The node_name must be set to a unique value(as described above) for each node.
*******************************************************************************
node_type
This file is generated when the controller or payload rpm is installed and
contains the associated node type name "controller" or "payload". If
'make install' is used, this file will always contain "controller".
This is a read-only configuration file that never should be edited.

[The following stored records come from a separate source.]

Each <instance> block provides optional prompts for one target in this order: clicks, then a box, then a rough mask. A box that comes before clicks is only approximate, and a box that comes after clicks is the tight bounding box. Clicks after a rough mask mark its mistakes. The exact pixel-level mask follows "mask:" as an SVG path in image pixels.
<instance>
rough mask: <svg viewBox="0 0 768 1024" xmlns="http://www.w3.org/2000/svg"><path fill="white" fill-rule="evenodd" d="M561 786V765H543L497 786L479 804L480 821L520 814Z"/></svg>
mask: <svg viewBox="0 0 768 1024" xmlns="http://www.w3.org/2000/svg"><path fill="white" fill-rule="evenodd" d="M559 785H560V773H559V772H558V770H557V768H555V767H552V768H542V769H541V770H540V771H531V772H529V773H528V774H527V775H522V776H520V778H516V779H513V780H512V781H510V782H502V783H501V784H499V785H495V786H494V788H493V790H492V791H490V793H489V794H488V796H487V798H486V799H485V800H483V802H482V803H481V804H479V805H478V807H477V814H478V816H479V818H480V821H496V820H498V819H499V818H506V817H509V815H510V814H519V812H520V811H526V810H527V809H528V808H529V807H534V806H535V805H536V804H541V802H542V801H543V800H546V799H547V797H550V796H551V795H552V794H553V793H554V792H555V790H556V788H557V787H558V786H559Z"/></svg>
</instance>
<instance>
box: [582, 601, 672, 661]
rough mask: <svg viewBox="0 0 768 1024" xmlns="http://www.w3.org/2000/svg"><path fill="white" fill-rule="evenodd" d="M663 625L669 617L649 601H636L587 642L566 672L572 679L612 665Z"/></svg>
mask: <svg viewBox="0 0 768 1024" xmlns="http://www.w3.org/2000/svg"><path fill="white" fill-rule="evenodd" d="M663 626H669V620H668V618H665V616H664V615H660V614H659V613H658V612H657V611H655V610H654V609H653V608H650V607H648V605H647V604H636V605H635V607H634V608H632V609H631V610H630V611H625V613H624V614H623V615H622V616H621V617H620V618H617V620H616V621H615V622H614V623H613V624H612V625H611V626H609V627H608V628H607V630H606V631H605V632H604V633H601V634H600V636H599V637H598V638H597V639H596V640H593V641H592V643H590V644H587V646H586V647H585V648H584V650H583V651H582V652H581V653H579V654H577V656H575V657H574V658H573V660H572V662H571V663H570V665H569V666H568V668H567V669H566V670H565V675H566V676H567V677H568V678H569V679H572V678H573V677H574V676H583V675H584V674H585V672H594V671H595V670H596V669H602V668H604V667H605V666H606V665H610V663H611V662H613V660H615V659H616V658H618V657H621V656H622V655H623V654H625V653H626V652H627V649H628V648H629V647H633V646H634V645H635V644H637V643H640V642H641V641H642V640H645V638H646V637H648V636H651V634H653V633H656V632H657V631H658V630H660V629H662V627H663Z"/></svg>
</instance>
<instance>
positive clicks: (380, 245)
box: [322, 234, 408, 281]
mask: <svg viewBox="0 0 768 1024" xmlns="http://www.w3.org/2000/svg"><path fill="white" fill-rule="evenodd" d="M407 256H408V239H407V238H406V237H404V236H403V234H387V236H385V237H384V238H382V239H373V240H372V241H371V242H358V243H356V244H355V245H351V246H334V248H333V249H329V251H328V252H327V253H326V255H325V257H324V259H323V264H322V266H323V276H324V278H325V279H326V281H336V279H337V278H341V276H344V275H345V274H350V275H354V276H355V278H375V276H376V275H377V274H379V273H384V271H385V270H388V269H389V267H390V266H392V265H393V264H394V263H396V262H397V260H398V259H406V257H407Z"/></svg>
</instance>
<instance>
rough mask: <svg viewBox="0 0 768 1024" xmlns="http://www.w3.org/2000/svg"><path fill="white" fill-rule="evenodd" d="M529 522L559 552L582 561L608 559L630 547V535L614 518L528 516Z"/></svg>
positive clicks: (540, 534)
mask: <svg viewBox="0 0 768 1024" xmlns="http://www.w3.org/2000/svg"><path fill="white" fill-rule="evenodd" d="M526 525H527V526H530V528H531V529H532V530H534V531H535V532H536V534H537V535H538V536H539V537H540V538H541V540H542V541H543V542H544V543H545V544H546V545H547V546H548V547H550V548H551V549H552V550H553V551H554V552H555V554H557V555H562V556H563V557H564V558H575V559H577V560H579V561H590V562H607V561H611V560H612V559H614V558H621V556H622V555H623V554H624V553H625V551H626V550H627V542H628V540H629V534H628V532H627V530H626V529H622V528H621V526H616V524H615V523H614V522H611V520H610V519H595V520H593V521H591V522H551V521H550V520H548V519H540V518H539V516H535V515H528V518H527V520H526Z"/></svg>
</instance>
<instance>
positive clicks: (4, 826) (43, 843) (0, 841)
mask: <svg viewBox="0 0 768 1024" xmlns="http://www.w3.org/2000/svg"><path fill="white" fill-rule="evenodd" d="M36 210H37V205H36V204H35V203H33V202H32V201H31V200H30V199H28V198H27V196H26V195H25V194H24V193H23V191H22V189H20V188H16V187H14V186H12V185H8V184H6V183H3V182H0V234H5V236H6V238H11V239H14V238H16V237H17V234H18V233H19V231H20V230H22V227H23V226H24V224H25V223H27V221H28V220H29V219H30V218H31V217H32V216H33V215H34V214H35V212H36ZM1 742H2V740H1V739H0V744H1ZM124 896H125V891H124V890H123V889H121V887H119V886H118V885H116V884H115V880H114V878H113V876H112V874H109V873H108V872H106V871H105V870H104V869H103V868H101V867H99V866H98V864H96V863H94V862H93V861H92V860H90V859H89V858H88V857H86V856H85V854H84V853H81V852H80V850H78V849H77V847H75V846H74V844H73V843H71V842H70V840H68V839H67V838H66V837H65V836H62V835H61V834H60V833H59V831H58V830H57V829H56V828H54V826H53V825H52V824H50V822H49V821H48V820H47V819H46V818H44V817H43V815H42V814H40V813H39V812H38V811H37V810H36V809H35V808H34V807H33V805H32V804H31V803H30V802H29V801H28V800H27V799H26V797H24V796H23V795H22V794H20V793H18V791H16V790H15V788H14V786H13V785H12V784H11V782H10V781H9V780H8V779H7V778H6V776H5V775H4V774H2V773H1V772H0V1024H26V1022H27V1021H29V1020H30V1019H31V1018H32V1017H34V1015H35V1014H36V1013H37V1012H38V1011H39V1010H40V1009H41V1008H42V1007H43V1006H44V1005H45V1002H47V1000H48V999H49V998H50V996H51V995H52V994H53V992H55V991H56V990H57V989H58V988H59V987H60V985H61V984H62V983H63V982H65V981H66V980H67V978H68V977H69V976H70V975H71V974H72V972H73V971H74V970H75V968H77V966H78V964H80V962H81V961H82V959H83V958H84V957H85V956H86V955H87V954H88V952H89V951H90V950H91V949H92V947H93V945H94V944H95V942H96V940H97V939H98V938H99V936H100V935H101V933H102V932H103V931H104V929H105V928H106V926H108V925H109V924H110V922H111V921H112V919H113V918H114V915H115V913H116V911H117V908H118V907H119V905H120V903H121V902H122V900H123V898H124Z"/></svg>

*******************************************************************************
Per process config file
Every OpenSAF process has its own configuration file for the purpose of
controlling low level features such as tracing, location of configuration
directories etc. Two files are worth mentioning since they probably needs
editing for at least a real deployment. For test and single node install
they work out of the box.
immnd.conf
This file is special since it contains many very important configuration
settings for the IMM service. See the immnd.conf file, the immsv README and the
IMM PR document for more information.
logd.conf
This file is worth mentioning since it contains the location of a
potentially shared between controllers directory where the LOG service stores
the generated log files.
*******************************************************************************
/etc/plmcd.conf
The plmcd.conf file has to be edited as below 'when PLM is enabled' while
building OpenSAF.
The following entries have to be modified accordingly:
[ee_id]
0020f
The ee_id field should contain the DN name of the EE hosting the OpenSAF controller
as specified by the SaPlmEE object.
For eg:-
IF the DN name of the EE object in the imm.xml is set to
... <object class="SaPlmEE">
... <dn>safEE=SC-1,safDomain=domain_1</dn>
THEN, the [ee_id] field should be set to
[ee_id]
safEE=SC-1,safDomain=domain_1
Note: Here SC-1 is the default value specified in the nodes.cfg file while generating
the imm.xml
[controller_1_ip]
10.105.1.3
[controller_2_ip]
10.105.1.6
The controller_1_ip and controller_2_ip fields shall contain the IP Addresses
of the peer controllers.
[os_type]
This is a description of the OS. Currently it needs to follow
# the following syntax, 1;os;Fedora;2.6.31, where
# 1 => Version
# os => Product
# Fedora => Vendor
# 2.6.31 => Release
# Note that Version is mandatory while the other fields can be empty
The [os_type] field should match with the values contained
in the imm.xml for that EE.
It shall contain the attribute values of the SaPlmEEBaseType
and SaPlmEEType objects, each separated by Semi-Colons.
For eg:-
IF The following is the version of the EE in the default imm.xml,
<object class="SaPlmEEType">
<dn>safVersion=1,safEEType=Linux_os</dn>
AND, the following is configured in the default imm.xml,
<object class="SaPlmEEBaseType">
<dn>safEEType=Linux_os</dn>
<attr>
<name>saPlmEetProduct</name>
<value>os</value>
</attr>
<attr>
<name>saPlmEetVendor</name>
<value>SUSE</value>
</attr>
<attr>
<name>saPlmEetRelease</name>
<value>2.6</value>
</attr>
</object>
THEN, the [os_type] field shall be set to the following value:
[os_type]
1;os;SUSE;2.6
*******************************************************************************
Priorities of OpenSAF threads:
==============================
The following list contains the default priority values of OpenSAF threads and
the corresponding environment variables could be used to specify them:
Note: The following are default values that are tested and supported by OpenSAF.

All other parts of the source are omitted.